(10 am. – promoted by ek hornbeck)
While he is on vacation in Hawaii, President Barack Obama will ask Congress to raise the debt ceiling for the third and last time under the agreement that was negotiated last August. The increase, which is expected to be made by December 30, can only be stopped by passage of a “resolution of disapproval” which the President can veto. That isn’t likely since the last resolution was blocked by the Democrats in the Senate and since Congress in recess until the end of January, well past the 15 days Congress has to vote in the resolution of disapproval.
Pres. Obama is expected to ask for authority to increase the borrowing limit by $1.2 trillion which is within $100 billion of the current cap of $15.194 trillion. The motivation to request this raise now is mostly political and tied to the election next November, as noted by David Dayen at FDL:
In numbers that came out earlier this month, the deficit under current law for Fiscal Year 2012, ending September 30, is set to be right around $1 trillion. That doesn’t leave a lot of wiggle room for the White House to get to the next election without having to deal with the debt limit again, especially if new measures like the payroll tax go unfunded. [..]
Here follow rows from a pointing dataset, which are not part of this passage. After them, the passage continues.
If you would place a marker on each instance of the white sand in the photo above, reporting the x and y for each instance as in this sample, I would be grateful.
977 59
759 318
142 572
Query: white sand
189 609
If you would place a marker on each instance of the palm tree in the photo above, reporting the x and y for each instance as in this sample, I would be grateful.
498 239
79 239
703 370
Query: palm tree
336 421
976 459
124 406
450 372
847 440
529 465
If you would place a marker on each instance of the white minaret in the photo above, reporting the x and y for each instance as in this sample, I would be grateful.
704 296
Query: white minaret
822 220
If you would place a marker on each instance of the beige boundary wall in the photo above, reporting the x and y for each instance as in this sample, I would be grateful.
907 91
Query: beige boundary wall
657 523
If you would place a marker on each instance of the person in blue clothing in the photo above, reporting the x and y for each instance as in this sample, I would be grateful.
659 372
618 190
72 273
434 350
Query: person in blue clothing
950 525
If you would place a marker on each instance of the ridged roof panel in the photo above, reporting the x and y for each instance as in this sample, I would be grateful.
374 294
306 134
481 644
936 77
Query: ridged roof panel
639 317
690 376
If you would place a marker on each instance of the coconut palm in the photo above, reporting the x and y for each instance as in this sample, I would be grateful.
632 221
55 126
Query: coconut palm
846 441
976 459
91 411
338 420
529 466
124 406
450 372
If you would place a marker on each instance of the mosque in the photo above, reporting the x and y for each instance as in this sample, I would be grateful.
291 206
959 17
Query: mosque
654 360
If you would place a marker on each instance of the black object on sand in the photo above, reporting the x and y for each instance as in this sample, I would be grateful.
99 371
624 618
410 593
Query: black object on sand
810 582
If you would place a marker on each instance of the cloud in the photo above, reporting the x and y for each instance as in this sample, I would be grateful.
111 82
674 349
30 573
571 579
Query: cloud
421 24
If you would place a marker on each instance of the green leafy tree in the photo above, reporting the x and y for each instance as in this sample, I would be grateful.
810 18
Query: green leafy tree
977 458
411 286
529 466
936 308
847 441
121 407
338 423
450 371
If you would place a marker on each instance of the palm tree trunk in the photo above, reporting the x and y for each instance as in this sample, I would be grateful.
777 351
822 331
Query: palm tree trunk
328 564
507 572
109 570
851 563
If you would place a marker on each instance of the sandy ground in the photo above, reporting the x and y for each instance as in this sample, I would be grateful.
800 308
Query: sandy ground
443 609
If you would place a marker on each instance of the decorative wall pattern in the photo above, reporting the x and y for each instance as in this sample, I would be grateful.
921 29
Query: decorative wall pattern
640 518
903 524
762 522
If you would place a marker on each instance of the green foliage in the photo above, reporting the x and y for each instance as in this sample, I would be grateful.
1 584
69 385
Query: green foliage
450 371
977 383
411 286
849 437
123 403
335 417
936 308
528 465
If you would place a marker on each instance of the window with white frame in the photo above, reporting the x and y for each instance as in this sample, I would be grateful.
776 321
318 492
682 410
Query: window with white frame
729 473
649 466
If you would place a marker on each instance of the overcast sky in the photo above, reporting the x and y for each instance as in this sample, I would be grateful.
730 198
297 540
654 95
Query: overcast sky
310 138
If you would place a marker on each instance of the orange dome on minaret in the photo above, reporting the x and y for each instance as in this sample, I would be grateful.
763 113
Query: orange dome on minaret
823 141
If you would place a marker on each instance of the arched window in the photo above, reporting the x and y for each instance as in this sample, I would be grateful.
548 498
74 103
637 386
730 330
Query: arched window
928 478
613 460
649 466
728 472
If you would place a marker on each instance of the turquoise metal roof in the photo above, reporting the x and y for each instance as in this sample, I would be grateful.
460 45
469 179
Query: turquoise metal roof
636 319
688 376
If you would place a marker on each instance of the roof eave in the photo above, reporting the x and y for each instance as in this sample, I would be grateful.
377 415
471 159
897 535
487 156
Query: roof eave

That seems to be the motivating factor here. The White House simply does not want to go through another bruising debt limit fight again before the election. That places a limit on borrowing in the next fiscal year. It explains why the “fight” over the American Jobs Act wasn’t that major a fight, because passing all of the measures without paying for them immediately would require raising the debt limit again. And paying for them immediately would make the stimulative effect irrelevant. A couple of the measures, like the payroll tax and unemployment benefits, could conceivably pass while allowing the Treasury to squeeze past the elections under the debt limit. But the numbers are pretty close.
Both parties like to vote against debt limit hikes, when they can — makes for good TV ads. The problem this time is that they may never get a chance. The Washington Post‘s sharp congressional reporter Felicia Sonmez points out that Congress is actually out of town until January 17. [..]
Congress is still playing the unconstitutional game of pro forma sessions to prevent the president form making recess appointments. Technically, the resolution could be passed but it would have to be by unanimous consent and that is just not going to happen. So as Weigel notes unless some renegade congress critter demands a vote, even Congress keep from getting near the “burning wreckage” of this fight.